Setelah itu kami mendengarkan lagu dari Mozart hingga kami tertidur di bawah pohon.
            Keesokan harinya aku mengajak Klariza pergi jalan-jalan untuk melepaskan kerinduanku padanya. Kami menghabiskan waktu  di taman,  bermain basket, makan es krim, dan mengunjungi SD dulu. Hari itu cuaca mendung hingga turunlah hujan yang membasahi kami. Kami segera memasuki mobil khawatir basah kuyup. Kami terdiam cukup lama, cuaca dingin menusuk tubuh, Klariza memberiku minyak kayu putih untuk menghangatan tubuhku. Aku merasakan ada yang berbeda dalam diriku, tubuhku semakin membeku melihat matanya, bibirku seakan membisu ketika melihat senyumnya yang dia lontarkan untukku. Ini kah cinta? Batinku terus bertanya-tanya.
“ Ich Liebe Dich “ Ucapku padanya tanpa rasa ragu.
“ Apa yang kamu katakan?” Tanyanya padaku.

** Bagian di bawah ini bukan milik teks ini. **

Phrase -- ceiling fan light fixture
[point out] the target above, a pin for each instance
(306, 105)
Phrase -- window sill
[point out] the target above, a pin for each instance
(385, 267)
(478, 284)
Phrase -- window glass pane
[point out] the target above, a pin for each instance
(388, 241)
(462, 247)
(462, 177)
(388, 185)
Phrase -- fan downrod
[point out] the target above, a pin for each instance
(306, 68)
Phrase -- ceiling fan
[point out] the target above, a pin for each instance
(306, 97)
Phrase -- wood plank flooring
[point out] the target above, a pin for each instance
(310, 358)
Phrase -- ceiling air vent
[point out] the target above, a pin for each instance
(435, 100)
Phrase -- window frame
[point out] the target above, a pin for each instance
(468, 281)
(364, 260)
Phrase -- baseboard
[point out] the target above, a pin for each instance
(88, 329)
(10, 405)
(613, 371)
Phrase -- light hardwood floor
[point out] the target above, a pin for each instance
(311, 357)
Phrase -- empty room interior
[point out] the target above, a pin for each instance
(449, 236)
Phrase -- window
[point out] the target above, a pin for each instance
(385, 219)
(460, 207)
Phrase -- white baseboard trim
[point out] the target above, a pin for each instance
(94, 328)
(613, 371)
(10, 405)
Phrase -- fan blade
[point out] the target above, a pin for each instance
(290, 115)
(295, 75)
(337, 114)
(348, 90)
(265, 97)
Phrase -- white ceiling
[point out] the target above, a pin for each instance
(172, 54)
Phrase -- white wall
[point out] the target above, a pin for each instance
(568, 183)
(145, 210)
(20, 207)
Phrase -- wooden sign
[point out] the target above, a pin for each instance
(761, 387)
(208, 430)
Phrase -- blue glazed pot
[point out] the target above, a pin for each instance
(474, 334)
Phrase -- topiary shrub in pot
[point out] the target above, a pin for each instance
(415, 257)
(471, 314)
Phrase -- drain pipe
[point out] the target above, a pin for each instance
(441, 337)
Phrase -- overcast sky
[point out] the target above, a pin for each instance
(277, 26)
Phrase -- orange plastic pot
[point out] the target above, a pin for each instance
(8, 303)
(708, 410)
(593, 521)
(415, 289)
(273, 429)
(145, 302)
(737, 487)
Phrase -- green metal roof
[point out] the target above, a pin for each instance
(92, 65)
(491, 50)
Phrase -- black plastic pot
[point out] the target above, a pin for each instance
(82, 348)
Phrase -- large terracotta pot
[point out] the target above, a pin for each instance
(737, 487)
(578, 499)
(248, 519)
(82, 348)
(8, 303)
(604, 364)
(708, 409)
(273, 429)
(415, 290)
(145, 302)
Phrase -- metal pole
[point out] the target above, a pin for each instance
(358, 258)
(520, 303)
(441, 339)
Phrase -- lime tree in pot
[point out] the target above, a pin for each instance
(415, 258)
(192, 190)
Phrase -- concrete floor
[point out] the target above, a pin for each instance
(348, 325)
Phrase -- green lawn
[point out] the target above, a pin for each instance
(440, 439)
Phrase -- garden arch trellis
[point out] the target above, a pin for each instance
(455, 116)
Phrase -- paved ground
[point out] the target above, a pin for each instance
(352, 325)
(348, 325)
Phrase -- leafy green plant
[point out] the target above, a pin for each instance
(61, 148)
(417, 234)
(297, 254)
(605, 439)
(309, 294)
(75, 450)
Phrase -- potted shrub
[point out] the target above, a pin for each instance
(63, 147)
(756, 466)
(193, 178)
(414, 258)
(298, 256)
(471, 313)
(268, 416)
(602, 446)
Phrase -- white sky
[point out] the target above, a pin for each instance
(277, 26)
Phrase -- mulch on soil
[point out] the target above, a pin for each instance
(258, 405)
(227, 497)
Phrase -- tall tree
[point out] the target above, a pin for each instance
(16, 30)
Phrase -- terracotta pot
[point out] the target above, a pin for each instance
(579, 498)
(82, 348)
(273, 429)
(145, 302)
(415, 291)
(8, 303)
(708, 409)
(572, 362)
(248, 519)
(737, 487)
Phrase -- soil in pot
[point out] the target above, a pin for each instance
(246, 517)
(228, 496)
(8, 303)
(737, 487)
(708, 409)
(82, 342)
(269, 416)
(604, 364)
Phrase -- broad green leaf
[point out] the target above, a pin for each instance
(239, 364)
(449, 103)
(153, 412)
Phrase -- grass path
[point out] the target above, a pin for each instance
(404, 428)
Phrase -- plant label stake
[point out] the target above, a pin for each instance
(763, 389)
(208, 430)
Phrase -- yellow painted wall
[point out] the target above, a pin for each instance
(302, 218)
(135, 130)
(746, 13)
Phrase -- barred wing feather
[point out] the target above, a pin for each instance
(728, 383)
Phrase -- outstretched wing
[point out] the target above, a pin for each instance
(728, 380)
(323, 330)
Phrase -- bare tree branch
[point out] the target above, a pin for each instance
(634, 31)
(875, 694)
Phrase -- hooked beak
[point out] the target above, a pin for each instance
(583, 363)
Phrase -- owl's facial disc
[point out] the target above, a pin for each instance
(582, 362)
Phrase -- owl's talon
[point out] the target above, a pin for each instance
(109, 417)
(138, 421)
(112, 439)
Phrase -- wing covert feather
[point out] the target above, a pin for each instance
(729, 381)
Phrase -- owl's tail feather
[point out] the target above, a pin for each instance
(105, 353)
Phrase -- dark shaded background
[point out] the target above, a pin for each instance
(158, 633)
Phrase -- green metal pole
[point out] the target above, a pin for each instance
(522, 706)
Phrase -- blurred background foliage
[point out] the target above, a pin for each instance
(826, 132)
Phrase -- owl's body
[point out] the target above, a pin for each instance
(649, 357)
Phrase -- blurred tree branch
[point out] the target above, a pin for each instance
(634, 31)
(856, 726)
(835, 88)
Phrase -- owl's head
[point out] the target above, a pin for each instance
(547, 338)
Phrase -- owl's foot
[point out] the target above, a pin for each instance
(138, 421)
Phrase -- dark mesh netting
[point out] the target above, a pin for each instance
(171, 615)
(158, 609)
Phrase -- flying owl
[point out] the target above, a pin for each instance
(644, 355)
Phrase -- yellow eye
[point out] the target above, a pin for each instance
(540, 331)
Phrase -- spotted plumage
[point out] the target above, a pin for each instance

“ Aku Cinta Kamu” Jawabku cepat.
Dia tersenyum padaku dan memelukku. Ku bisikan kata ditelinganya “ Maukah kamu terus mendampingiku seumur hidupmu? “ Sontak dia tercengang dan melihatku dengan penuh keseriusan dimatanya. Air matapun jatuh membasahi pipinya kami berjanji akan menjaga satu sama lain hingga ajal menjemput kami.
Keesokan harinya kami berdua berjalan mendekati pohon yang menjadi saksi kisah kami, dan dibawah pohon itu kami berjanji akan selalu menjaga, percaya, dan setia satu sama lain. Aku mengajak Klariza pergi ke rumahku dan kami berdua memainkan lagu Harpsichord karya dari ayah Mozart. Tibalah saatnya aku akan kembali ke Jerman untuk menghadiri acara di sekolahku dan persiapan untuk konser perdanaku di Jerman.
Setelah tiba di Jerman aku menemui kekasihku disana tanpa pikir panjang aku memutuskannya begitu saja. Konserku berjalan dengan lancar, Moehammad Lizart kini dia telah menjadi kembaran Mozart ^^. Dua bulan lamanya aku di Jerman, kini aku pulang untuk menemui Klariza kekasihku yang sebenarnya, kerinduan yang menggebu tak terbendung lagi olehku. Aku ingin memeluknya dan mengatakan aku rindu kamu, batinku terus berkata seperti itu. Rindu yang bergolak seolah tak paham jarak yang harus ku tempuh dari Berlin ke Sukabumi, belum lagi birokrasi panjang yang harus ku lalui sebelum meninggalkan Jerman.
Tak sabar rasanya kuluapkan emosi kerinduanku pada Klariza yang cantik. Tak bias lagi ku menunda pertemuanku dengannya.
**
Tak berselang lama, setibaku di Tanah Air kumantapkan kaki untuk segera melepaskan kerinduan yang tak lagi dapat aku tahan. Tak lupa kukenaan baju serapi mungkin, sewangi mungkin, sebagus mungin dengan oleh-oleh dari Jerman dikedua tanganku. Tanpa ragu ku kejutkan Klariza dengan kedatanganku yang tanpa diketahuinya…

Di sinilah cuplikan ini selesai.